UC Santa Barbara

Our understanding of the molecular mechanisms governing plant traits and development is largely restricted to a few model taxa which represent a small fraction of plant biodiversity. As such, these model systems lack the variation necessary to investigate many traits, especially adaptations to extreme environmental conditions. A suite of traits is common among high alpine plants which allow them to mitigate environmental stressors, including dwarfism and the production of stomata on both sides of a leaf (amphistomaty). The blue limestone columbine (Aquilegia jonesii) exemplifies both of these traits. The ability to cross this species with a non-alpine relative, along with an annotated reference genome, gives us an opportunity to fill a significant gap in our understanding of these adaptations at the genetic level. In addition, A. jonesii is unique among columbine species by having lost an otherwise novel floral organ, staminodes, which allows us to dissect aspects of their development.

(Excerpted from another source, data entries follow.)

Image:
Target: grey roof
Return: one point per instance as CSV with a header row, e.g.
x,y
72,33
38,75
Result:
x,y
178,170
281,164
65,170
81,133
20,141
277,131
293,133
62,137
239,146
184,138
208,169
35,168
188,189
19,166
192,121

In this dissertation, I present my research investigating the genetic basis and phenotypic nuance of these three exceptional traits in A. jonesii using Quantitative Trait Locus (QTL) analysis. My results demonstrate that staminode loss is not complete in A. jonesii, and the genetic basis of its partial loss is complex. Dwarfism in A. jonesii is similarly complex, likely involving multiple hormonal pathways, in contrast to model taxa where dwarfism is most often caused by a single gene. In contrast, amphistomaty is controlled primarily by a single major-effect QTL. I will show that this QTL is very likely due to cis-regulatory variation at the ortholog of a master stomatal development gene (AqSPEECHLESS). These studies together demonstrate the varying levels of complexity in the mechanisms by which nature selects for adaptive traits.